At this time, the person in charge of receiving the envoys was Hoshu.
Hoshu, who had said, like Wakamiya, that he had wanted to be born Korean, became furious at Hakuseki’s handling of the matter.
The exchange between the two was truly fierce, but anyone could see that Hakuseki was right.
In the end, the shogunate told the Korean side that they no longer needed to come all the way to Edo and that they would be received in Tsushima.
This is what is known as echihirei.
The envoys, who had leeched from the second shogun Hidetada to the tenth shogun Ieharu, came for the last time in 1811, when they received modest hospitality in Tsushima, and never came again.
The other day, Tensei Jingo took up this Amenomori Hoshu.
Based on the current Japan-Korea quarrel, it began by saying that Hoshu, “caught between the two countries that were particular about prestige and face,” suffered so much hardship that his hair became half white.
No, Japan did not care about face or anything of the kind; it was simply saying, stop coming in a huge group and leeching off us at a cost of one million ryo for reception.
The column also touched on the “King of Japan” matter and said that he “was obsessed with enhancing national prestige,” not even understanding the joke.
It seems to think it has made a sarcastic reference to the Abe administration, which removed South Korea from the white list.

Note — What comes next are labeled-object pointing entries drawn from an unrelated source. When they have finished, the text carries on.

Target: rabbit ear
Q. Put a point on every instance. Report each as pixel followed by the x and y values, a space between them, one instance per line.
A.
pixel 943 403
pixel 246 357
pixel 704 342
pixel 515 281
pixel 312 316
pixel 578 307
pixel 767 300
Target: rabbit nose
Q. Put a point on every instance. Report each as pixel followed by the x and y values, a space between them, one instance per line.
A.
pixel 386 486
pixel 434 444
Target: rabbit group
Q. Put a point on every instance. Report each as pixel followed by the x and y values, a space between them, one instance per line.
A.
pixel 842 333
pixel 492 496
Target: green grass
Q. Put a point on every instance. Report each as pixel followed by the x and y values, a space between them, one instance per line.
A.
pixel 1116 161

Moreover, while the envoys were leeching, they had no gratitude, saying, “That Japanese people, like filthy beasts, prosper is something to lament and resent” Kim In-gyeom, Nitto Sōyūka.
It is the same as when Japan rescued them from default.
Here, everyone would surely praise Hakuseki’s response.
The column ends with Hoshu’s words: “Do not deceive one another, do not quarrel, and associate with one another through truth.”
Those are words that should be said to a country that trampled on the comfort women agreement, which Japan swallowed after yielding a hundred steps, and then simply pocketed the money.
Putting them in a newspaper read by Japanese people is an insult.